Reducing scope 1 emissions often requires up-front investment, whether it’s upgrading equipment, switching to alternative fuels, or embedding low-carbon principles into procurement and R&D strategies. While the initial costs can be substantial, they deliver long-term value through improved operational efficiency, reduced regulatory risk, lower energy expenses, and enhanced brand value in a marketplace that increasingly rewards climate leadership.

Frequently Asked Questions

What are the main categories of scope 1 emissions?

Scope 1 emissions fall into four categories: stationary combustion (fuels burned on-site in boilers, furnaces, or turbines), mobile combustion (company-owned or -operated vehicles and equipment), fugitive emissions (leaks of refrigerants or methane, which often carry outsized global warming potential), and self-produced energy (electricity, heat, or steam generated by equipment the company owns or controls).

Which regulations require companies to report scope 1 emissions, and when do they take effect?

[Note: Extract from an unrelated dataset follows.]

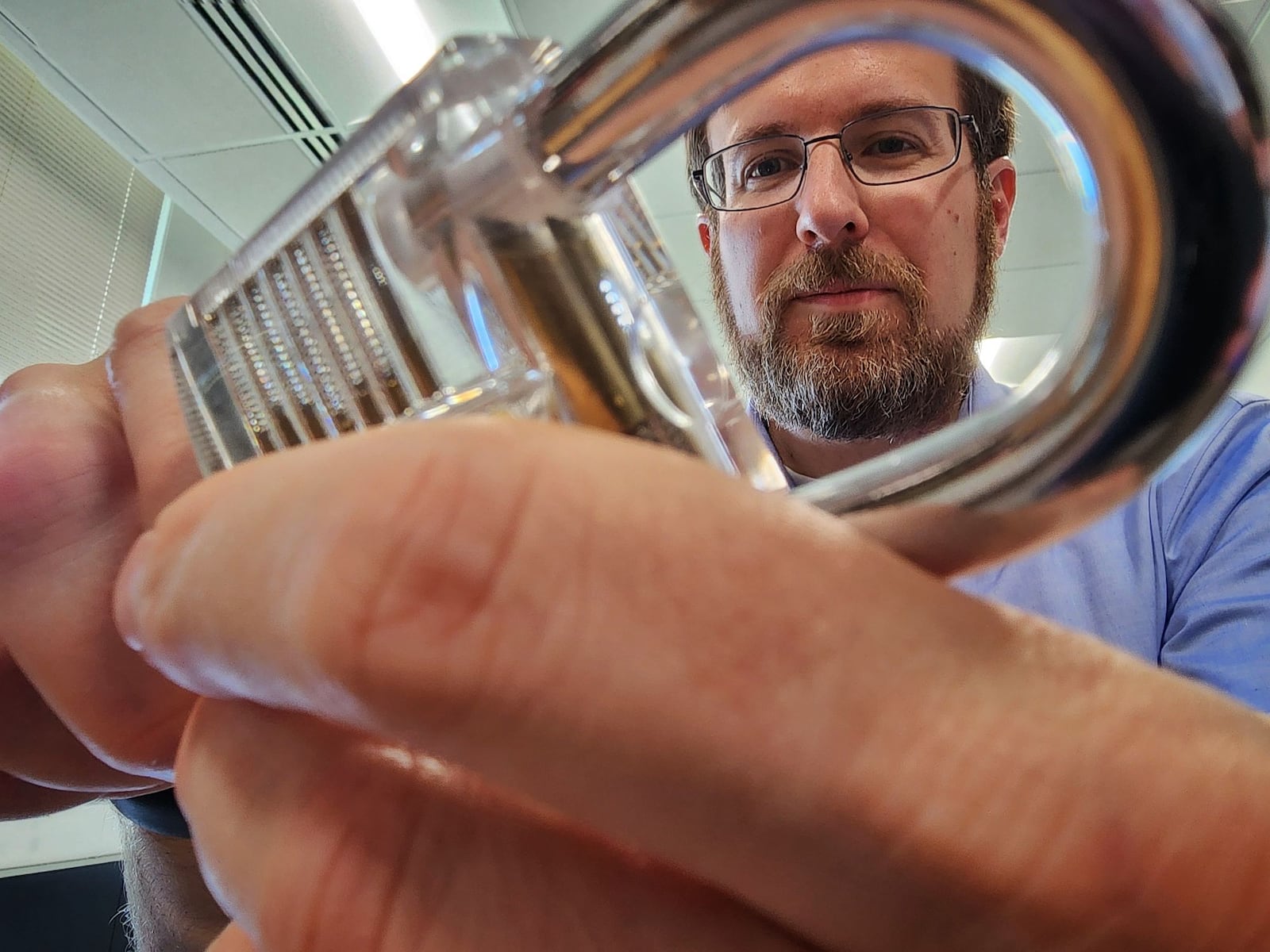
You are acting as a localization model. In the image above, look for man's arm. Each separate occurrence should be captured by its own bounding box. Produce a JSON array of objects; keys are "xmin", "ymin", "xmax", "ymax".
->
[{"xmin": 121, "ymin": 819, "xmax": 229, "ymax": 952}]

The EU’s Corporate Sustainability Reporting Directive (CSRD) already requires scope 1 disclosure for companies in its first reporting waves. In the US, California’s SB 253 requires companies with over $1 billion in annual revenue doing business in California to report scope 1 and scope 2 emissions, with first reports due November 10, 2026. ISSB-aligned disclosure rules are extending similar requirements across other jurisdictions.

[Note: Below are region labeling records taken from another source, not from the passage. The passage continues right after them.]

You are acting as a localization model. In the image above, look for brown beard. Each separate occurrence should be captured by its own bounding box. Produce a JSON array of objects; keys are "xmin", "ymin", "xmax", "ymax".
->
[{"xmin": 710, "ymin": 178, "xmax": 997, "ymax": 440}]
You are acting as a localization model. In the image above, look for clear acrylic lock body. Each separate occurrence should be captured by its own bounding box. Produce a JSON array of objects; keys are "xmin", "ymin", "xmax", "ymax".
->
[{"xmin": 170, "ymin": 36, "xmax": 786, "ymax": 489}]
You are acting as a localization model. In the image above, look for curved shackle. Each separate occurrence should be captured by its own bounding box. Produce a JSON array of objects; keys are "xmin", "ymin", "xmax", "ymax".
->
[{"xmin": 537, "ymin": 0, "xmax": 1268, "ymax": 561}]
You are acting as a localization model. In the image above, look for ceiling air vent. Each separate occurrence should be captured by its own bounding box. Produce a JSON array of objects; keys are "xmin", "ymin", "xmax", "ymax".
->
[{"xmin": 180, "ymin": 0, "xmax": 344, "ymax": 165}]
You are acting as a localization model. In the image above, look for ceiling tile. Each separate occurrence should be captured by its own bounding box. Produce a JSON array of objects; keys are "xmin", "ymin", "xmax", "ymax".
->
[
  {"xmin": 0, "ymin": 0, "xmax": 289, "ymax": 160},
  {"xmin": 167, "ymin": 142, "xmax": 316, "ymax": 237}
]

What’s the fastest way for a company to start reducing scope 1 emissions?

Start by measuring at the facility level, since this activity data shows where emissions concentrate. From there, the quickest wins are usually operational, such as repairing refrigerant and methane leaks, upgrading inefficient combustion equipment, and electrifying vehicle fleets, because they sit within the company’s direct control and often pay back through lower fuel and maintenance costs.

Is behind-the-meter power scope 1 or scope 2?

It depends on who controls the generating asset. If a company owns or financially controls its on-site generation, the emissions are scope 1. If a third party owns and operates the generator and sells the power- the structure behind most data center power deals- the buyer reports those emissions as scope 2 under the GHG Protocol’s Scope 2 Guidance.